Mudanças constantes em qualquer time dificilmente são bons presságios, e as entradas, saídas e realocações dentro da equipe econômica comandadas pelo ministro Paulo Guedes comprovam que as coisas vão de mal a pior. Na terça-feira (27) ele anunciou que quatro importantes alterações no quadro de secretários e assessores vão acontecer, notícia que seria normal se esta não fosse a quarta minirreforma em menos de 30 meses e se ela não significasse que, desde o anúncio de sua equipe, em fevereiro de 2019, Guedes não tivesse perdido sete dos oito secretários que escolheu para domar a economia brasileira. No geral, dos 30 técnicos admitidos em janeiro de 2019, só nove seguem em seus cargos. Com essa jogada, o ministro corta na própria carne para dar espaço ao Centrão e dá outra cartada para uma aproximação efetiva com a ala política sem recriar cargos ou ministérios.

Na mais recente faxina no ministério foram quatro mudanças anunciadas e outras duas estão em fase de confirmação. A mais importante delas foi a saída de Waldery Rodrigues, da Secretaria Especial de Fazenda. Em seu lugar assume o atual secretário do Tesouro Nacional, Bruno Funchal. Na dança das cadeiras, Jefferson Bittencourt, servidor da pasta, assume o lugar de Funchal. Saem também Vanessa Canado, assessora especial para reforma tributária e o secretário de Orçamento, George Soares.

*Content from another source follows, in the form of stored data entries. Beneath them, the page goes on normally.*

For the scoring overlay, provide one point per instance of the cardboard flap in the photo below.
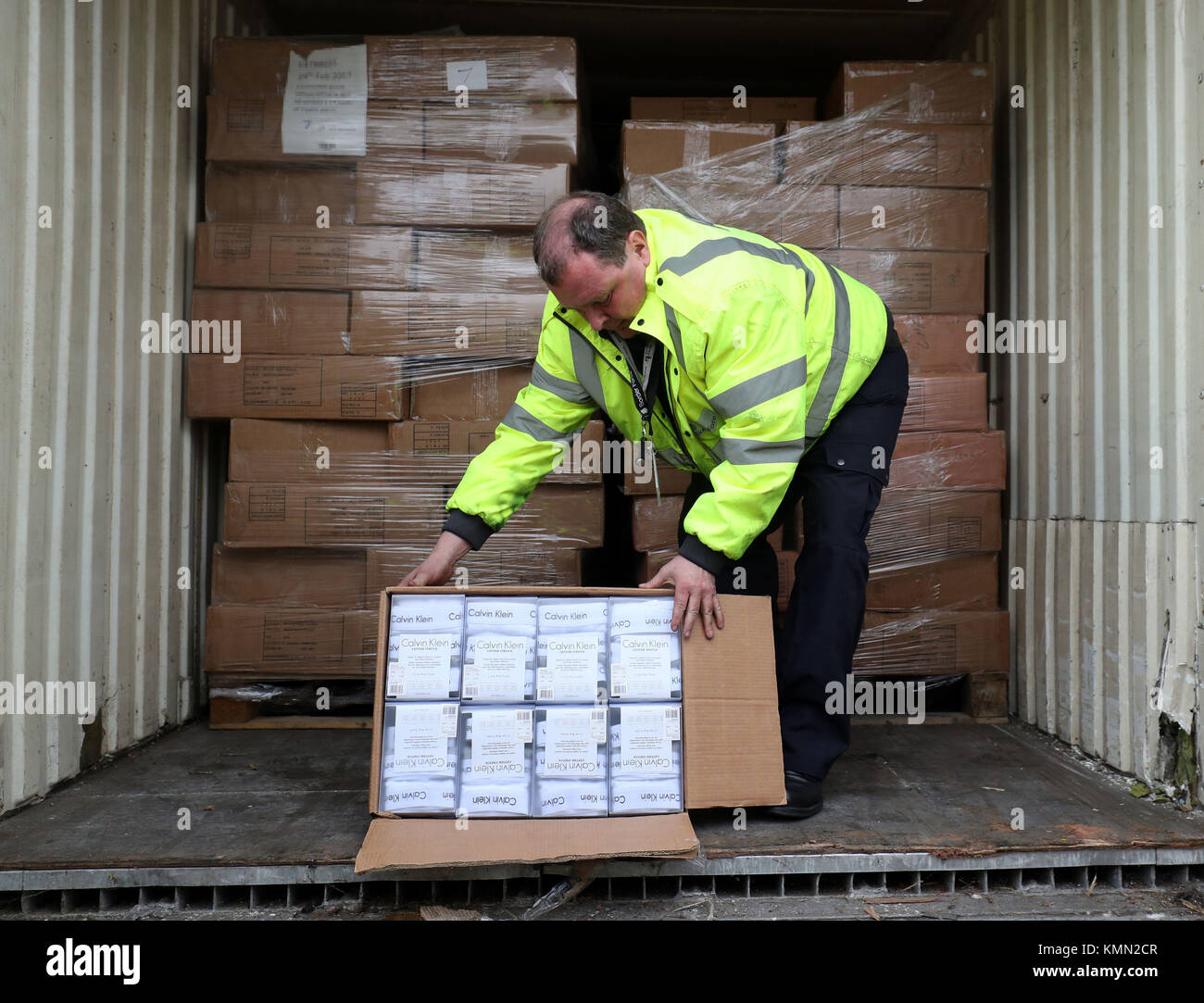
(730, 710)
(418, 843)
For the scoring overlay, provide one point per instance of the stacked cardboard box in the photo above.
(369, 216)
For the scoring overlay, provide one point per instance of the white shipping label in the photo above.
(497, 743)
(572, 667)
(645, 741)
(422, 669)
(420, 741)
(646, 664)
(572, 746)
(497, 666)
(472, 73)
(325, 103)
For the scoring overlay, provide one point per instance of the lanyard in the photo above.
(639, 393)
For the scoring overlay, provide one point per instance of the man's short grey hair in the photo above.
(582, 221)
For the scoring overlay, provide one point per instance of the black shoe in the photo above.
(805, 797)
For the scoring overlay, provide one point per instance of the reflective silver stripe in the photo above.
(583, 365)
(842, 340)
(753, 450)
(525, 421)
(781, 380)
(709, 251)
(675, 333)
(565, 389)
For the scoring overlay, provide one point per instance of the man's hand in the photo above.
(695, 593)
(440, 565)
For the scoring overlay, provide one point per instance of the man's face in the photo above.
(606, 295)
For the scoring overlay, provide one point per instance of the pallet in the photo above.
(290, 694)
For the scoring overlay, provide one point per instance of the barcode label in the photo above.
(672, 724)
(597, 725)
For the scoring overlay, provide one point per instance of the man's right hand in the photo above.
(440, 565)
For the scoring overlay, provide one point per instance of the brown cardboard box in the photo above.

Para o analista político e consultor MDB no Senado, Reinaldo Feijó, as mudanças marcam um novo momento de Guedes. “Houve um desgaste muito forte pelo Orçamento e Guedes precisou fazer escolhas difíceis”, disse. Dentro do ministério, a saída de Waldery foi lamentada. “Ele era um dos poucos liberais que restavam”, disse uma pessoa próxima ao ministro. Ela ressaltou ainda ter acontecido uma pressão “absurda” em todos os integrantes da equipe nos últimos meses. “Era enlouquecedor”.

FORA DO TIME Waldery Rodrigues, um dos técnicos mais próximos de Guedes, será substituído por Bruno Funchal. (Crédito:Pedro Ladeira)

Agora, a expectativa dentro do ministério é que pessoas mais próximas da ala política assumam cargos e que propostas que dependam do Congresso avancem com mais celeridade, já que dentro da Câmara e do Senado Waldery também não era um bom articulador. Em entrevista, Guedes tentou acalmar os ânimos sobre as mudanças. “Estamos jogando em 4-4-2 e nós vamos jogar em 4-3-3. Justamente para facilitar as negociações do Congresso”, disse, ao fazer uma analogia com futebol. Com esse aceno, Guedes também tenta diminuir a pressão política para recriação dos extintos ministérios da Fazenda, Planejamento e Trabalho, que foram fundidos no superministério da Economia no início da gestão Bolsonaro.

Para Jussara Ferreira Marques, cientista política e professora da Universidade de Brasília (UnB) Guedes se encontra em seu momento de maior vulnerabilidade desde o início do governo. “Ele sabe lidar com a pressão do mercado, mas a pressão política é algo novo para Guedes”, disse. Para ela, a reformulação adia o problema, mas não resolve. “O Centrão vai parar agora, mas vai voltar a fazer exigências em breve.” Acuado e sem ter poder de barganha, Guedes tem poucas cartas na mão e precisa usar com sabedoria, porque o Centrão sempre tem uma carta guardada na manga.

COISAS QUE APRENDI COM MEU CHEFE

Enquanto as especulações se o Ministério da Economia seria, ou não, invadido por políticos do Centrão cresciam o ministro Paulo Guedes tratou de lançar uma cortina de fumaça para desviar o assunto – e sabemos com quem ele aprendeu essa tática. Minutos após terminar a coletiva, o ministro foi “flagrado” falando o seguinte: “o chinês inventou o vírus, e a vacina dele é menos efetiva do que a americana”. Era o que precisava para as manchetes mudarem. E não sem razão. O ministro da Economia, o comprador de vacinas, fazendo abertamente diferença entre os vendedores? Qualquer código de compliance condenaria isso. Mas nenhum deles foi feito pelo chefe de Guedes. Bastou horas para o embaixador da China no Brasil, Yang Wanming, lembrar que o país é o principal fornecedor de vacinas e insumos de imunizantes ao Brasil. “A vacina chinesa é a vacina brasileira”, disse, em alusão à CoronVac, feita pelo Instituto Butantan. O próprio ministro, inclusive, tomou a vacina do Butantan. O problema não é a nacionalidade da vacina, a intenção é só desviar da verdadeira pergunta. (Paula Cristina).